Financial ‘legislature’ restricts new home loans to certain races
Mortgage-lending giant Wells Fargo last week announced it will only provide new home loans to minorities as the bank prepares to step back from the mortgage market. Whites who are existing Wells Fargo customers will also be eligible for mortgages.
“Mortgage is an important relationship product, and our goal is to continue to be the primary mortgage lender to Wells Fargo bank customers as well as minority homebuyers. We are making the decision to continue to reduce risk in the mortgage business by reducing its size and narrowing its focus,” said CEO of Consumer Lending Kleber Santos in a press release. “As the largest bank lender to Black and Hispanic families for the last decade, we remain deeply committed to advancing racial equity in homeownership.”
The bank also announced a $100 million to “advance racial equity in homeownership” and the deployment of additional home mortgage consultants in “local minority communities”.
The move further lends credence to warnings by economists and lawmakers that banks and financial institutions are becoming the “new legislatures”.
“They can’t pass the Green New Deal in the United States Congress,” said New Hampshire State Rep. J.D. Bernardy, “but the banks can certainly implement it. The major banks, financial management firms, and insurance companies are de facto deciding how we will be able to live.
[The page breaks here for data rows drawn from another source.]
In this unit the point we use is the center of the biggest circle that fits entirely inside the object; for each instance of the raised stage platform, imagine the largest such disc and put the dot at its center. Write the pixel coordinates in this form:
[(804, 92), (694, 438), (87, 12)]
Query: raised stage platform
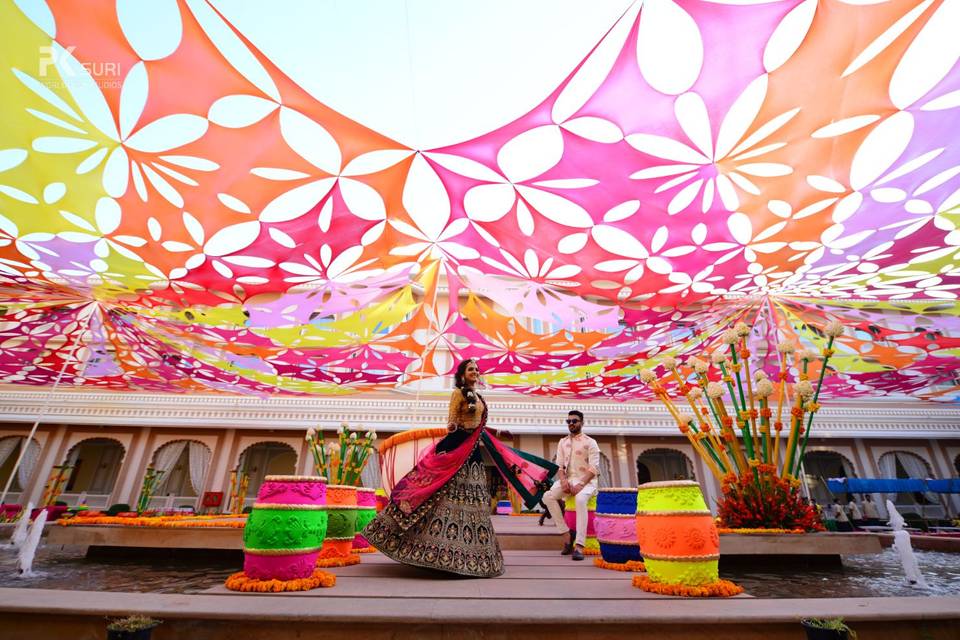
[(514, 532), (541, 595)]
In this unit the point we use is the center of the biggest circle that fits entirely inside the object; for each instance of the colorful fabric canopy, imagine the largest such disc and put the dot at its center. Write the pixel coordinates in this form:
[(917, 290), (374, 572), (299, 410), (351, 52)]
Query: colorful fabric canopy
[(177, 215)]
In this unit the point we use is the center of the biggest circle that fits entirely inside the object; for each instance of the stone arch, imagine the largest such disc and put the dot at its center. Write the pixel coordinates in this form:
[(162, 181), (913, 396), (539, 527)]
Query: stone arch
[(265, 458), (663, 463), (96, 466), (185, 463), (10, 447), (822, 463), (907, 464)]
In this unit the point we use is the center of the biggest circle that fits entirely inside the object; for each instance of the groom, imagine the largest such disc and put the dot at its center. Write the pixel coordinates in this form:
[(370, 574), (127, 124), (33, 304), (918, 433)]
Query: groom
[(578, 457)]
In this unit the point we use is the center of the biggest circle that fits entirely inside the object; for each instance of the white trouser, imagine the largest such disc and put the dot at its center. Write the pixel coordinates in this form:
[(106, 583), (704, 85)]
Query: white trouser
[(552, 499)]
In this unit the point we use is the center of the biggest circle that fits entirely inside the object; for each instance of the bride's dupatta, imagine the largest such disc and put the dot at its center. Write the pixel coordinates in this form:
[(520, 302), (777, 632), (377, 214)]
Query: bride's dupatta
[(527, 474)]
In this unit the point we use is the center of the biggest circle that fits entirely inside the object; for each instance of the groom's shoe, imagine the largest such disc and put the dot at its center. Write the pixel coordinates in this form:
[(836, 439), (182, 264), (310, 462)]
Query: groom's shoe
[(568, 545)]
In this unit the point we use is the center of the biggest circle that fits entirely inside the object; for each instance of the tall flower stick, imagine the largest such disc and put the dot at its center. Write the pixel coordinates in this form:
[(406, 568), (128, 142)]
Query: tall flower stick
[(785, 349), (683, 422), (670, 364), (833, 329), (802, 390), (742, 332)]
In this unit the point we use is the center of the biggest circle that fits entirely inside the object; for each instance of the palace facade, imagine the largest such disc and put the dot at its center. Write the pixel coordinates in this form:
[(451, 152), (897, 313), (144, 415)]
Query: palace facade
[(110, 439)]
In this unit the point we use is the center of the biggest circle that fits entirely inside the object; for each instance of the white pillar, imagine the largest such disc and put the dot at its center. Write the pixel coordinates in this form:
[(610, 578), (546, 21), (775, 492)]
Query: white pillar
[(623, 462), (127, 489), (48, 458), (220, 465)]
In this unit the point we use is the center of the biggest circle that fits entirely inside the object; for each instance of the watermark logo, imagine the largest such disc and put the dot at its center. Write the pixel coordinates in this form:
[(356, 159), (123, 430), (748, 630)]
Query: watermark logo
[(104, 74)]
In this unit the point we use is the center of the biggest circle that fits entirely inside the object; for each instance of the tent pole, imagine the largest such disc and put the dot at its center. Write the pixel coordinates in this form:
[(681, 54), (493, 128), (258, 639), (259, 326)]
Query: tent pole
[(36, 423)]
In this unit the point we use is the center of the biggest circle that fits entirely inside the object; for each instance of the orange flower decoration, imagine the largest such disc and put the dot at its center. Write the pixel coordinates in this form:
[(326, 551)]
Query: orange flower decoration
[(241, 582), (629, 565), (718, 589)]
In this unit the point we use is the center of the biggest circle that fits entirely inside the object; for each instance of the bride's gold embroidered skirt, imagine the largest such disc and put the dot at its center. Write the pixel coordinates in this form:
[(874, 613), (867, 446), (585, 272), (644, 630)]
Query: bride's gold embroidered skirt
[(451, 531)]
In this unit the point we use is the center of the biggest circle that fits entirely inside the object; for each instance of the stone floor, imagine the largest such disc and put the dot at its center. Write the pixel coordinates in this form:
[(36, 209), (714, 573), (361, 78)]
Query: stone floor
[(541, 595)]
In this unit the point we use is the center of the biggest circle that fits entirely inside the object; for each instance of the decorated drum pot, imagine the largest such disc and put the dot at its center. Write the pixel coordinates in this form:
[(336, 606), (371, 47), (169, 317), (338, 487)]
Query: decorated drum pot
[(342, 522), (616, 524), (677, 535), (286, 528), (366, 511)]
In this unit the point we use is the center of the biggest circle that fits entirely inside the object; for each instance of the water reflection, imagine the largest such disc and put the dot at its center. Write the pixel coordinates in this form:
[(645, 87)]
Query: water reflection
[(861, 576)]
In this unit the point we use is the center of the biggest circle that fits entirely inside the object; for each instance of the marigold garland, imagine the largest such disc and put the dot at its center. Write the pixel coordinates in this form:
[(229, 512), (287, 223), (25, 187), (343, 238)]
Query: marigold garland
[(160, 522), (338, 561), (760, 531), (718, 589), (629, 565), (241, 582)]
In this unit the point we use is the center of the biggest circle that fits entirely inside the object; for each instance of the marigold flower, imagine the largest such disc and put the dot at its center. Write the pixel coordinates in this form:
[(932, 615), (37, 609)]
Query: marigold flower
[(833, 328), (700, 366), (803, 388), (764, 388)]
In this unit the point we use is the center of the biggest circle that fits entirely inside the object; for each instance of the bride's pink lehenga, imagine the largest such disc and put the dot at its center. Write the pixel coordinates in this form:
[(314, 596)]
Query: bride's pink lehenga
[(439, 513)]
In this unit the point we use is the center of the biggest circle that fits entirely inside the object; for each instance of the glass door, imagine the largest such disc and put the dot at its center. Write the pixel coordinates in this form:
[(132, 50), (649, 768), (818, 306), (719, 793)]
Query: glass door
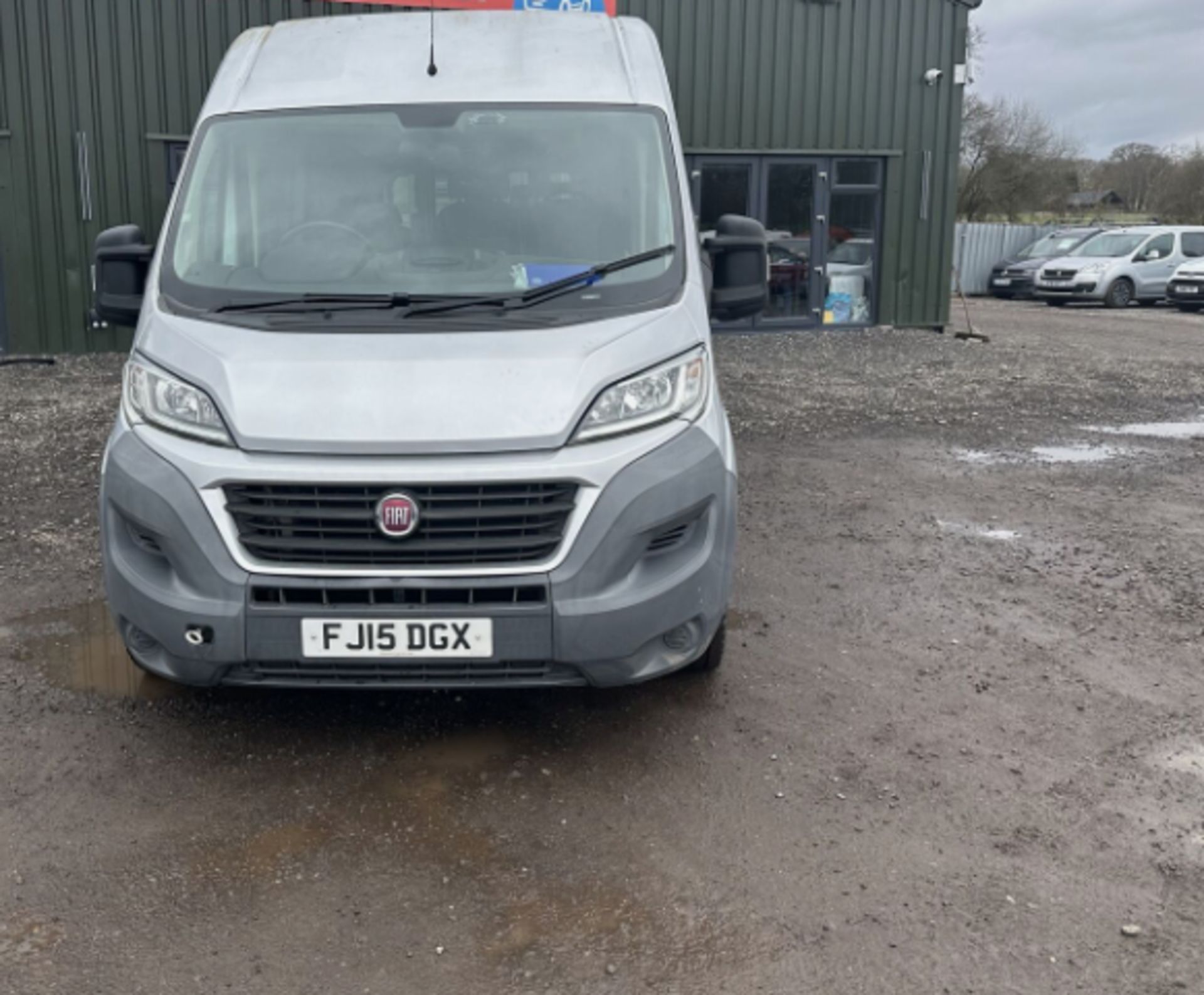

They are becoming our new legislatures.”
“I think it is highly likely that within the next two years, you’re going to see financial institutions start to use a personalized social credit score of some kind to make decisions about things like your access to loans, your interest rate, or whether you’re eligible for insurance coverage,” said Heartland Institute Director Justin Haskins, according to an analysis by The Epoch Times. “All the signs are pointing to that happening very soon,” he said.
Wells Fargo also suddenly closed the account of Brandon Wexler last week, a well-known gun dealer who had been with the bank for 25 years. The bank suggested it will no longer do business with firearms dealers when it told Wexler it was too “risky,” according to The Reload.
In 2020, Wells Fargo suddenly closed Republican Senate Candidate Lauren Witzke’s bank account without explanation.
Chase Bank followed Wells Fargo’s decision by closing former Trump National Security Advisor Lt. Gen. Michael Flynn’s bank account in 2021 for “reputational reasons,” according to The Heritage Foundation.
Bank of America, of its own volition, decided to track its customers who may have been at the Capitol on January 6 and report them to the FBI. Following the Capitol breach, payment processor Stripe stopped processing payments for Trump’s campaign and anyone who was at the Capitol that day.
In October, Bank of America also shut down the bank account of a popular conservative influencer and refused to provide an explanation.
American Legislative Exchange Council Chief Economist Jonathan Williams predicts that if enough progressive pressure is brought to bear on the financial system, it would mean “having people’s freedoms eroded without any legislation ever having to be passed, whether it’s companies with a radical take on ESG or FICO personal credit scores.”